Since the survey was conducted before the COVID-19 restrictions were imposed, we don’t know if taxpayers still consider in-person meetings so important or if Zoom meetings and phone calls have become an adequate substitute. However, all types of technology were clearly important before the pandemic.

After meetings, taxpayers said what they most liked next about working with their tax accountant was being able to send and receive documents online. That could be as simple as using email or a file hosting service like Google docs or Dropbox. In reporting on the survey. AccountingToday notes that “the most common ways clients exchange documents with their accountant are during in-person meetings, through hard printouts and via email.”

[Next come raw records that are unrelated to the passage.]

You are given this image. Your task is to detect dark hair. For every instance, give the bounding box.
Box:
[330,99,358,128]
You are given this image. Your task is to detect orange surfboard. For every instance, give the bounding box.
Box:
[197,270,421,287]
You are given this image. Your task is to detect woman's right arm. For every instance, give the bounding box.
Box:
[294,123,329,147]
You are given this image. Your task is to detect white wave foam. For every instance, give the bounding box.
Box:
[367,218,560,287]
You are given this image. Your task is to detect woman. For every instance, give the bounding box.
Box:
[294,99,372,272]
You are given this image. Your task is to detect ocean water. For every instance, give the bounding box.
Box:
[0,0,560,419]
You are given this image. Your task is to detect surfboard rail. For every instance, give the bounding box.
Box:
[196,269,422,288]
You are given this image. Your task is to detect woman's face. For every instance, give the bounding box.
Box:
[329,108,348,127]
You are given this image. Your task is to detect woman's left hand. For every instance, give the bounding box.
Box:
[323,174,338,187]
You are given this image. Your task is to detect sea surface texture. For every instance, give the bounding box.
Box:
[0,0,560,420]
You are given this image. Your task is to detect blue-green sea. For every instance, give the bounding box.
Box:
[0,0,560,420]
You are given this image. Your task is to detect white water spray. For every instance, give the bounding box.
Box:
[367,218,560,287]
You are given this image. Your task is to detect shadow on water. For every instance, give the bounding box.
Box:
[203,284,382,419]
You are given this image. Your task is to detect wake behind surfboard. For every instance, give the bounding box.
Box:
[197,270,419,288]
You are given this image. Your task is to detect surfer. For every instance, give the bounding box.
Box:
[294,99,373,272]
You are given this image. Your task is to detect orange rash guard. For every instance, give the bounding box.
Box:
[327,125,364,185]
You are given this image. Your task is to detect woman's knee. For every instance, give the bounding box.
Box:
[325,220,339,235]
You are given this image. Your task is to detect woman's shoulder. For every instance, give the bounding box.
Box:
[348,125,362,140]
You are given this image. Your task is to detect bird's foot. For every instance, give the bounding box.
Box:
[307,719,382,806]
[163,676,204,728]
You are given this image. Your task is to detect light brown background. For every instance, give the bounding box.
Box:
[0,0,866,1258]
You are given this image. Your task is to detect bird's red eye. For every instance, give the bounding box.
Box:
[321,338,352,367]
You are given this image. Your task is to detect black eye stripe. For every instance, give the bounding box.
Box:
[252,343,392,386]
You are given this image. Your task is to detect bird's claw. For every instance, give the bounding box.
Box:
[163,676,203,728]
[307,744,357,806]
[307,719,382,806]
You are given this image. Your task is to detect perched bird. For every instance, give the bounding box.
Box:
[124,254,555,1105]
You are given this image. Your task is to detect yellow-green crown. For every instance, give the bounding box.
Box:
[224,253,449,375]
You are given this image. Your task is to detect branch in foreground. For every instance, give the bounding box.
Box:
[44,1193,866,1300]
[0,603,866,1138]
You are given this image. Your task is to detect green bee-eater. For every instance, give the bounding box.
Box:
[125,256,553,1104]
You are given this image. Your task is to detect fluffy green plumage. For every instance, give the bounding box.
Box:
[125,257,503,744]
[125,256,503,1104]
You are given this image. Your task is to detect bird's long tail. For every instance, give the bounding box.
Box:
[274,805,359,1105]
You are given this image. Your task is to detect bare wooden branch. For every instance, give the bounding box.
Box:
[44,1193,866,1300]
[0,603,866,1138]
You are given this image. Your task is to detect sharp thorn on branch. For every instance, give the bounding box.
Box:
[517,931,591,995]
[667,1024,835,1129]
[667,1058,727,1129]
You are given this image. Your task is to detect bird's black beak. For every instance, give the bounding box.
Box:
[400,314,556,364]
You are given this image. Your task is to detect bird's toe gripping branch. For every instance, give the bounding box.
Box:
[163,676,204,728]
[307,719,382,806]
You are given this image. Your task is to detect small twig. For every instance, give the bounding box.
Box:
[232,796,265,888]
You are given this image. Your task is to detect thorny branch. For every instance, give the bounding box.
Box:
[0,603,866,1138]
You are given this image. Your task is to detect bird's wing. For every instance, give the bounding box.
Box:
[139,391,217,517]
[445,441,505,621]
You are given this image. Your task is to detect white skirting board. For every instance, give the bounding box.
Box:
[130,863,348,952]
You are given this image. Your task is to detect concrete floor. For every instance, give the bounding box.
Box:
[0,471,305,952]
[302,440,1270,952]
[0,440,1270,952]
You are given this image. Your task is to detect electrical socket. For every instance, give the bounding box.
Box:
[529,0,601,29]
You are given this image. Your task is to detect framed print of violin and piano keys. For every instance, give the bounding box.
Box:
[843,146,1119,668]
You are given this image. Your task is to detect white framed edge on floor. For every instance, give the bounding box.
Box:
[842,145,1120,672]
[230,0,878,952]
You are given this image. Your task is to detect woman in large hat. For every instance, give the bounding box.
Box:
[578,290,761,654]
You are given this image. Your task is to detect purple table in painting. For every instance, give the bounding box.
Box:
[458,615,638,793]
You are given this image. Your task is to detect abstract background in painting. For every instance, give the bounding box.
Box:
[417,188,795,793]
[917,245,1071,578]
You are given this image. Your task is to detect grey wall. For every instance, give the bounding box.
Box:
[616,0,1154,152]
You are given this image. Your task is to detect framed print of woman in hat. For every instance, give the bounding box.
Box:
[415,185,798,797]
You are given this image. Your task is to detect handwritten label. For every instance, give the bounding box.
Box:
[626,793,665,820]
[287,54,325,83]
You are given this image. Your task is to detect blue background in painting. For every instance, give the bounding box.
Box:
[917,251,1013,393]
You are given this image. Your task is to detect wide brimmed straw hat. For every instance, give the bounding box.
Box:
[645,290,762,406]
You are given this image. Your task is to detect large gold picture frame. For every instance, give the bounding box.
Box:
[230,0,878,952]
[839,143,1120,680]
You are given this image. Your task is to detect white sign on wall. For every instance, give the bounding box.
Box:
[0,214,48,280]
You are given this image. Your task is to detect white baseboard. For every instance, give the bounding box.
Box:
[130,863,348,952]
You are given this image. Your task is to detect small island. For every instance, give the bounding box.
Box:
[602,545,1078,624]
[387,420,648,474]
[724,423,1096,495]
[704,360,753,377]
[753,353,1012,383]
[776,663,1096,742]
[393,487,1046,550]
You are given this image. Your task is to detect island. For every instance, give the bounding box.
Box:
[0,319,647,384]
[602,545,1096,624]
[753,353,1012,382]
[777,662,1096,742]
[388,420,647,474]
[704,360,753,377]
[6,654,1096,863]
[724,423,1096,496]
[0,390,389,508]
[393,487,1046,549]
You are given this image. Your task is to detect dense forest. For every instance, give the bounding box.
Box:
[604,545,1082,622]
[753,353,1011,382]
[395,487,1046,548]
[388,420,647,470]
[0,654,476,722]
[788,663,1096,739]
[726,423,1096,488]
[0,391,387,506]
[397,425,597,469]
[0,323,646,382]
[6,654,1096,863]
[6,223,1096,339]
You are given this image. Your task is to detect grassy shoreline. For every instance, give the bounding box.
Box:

Before the shutdown, taxpayers were already noticing technology shortcomings. After in-person meetings, improved technology was second among the three top things they would change in working with their accountant.

Besides a secure way of exchanging documents, the technology features clients most want from their accountant are text chat and appointment scheduling. Women, according to the survey, want a chat feature even more than do men.

Chat would help get timelier responses, which is the third more important improvement they would make in their accounting relationship. A chatbot could help with routine questions, but the survey respondents felt getting a faster response directly from their accountant was most important to them.

One especially troubling finding is how little clients know about post-filing services like audit protection and legal tax services. A third of all clients don’t know if their accountant provides audit protection. Business owners are even less likely to know.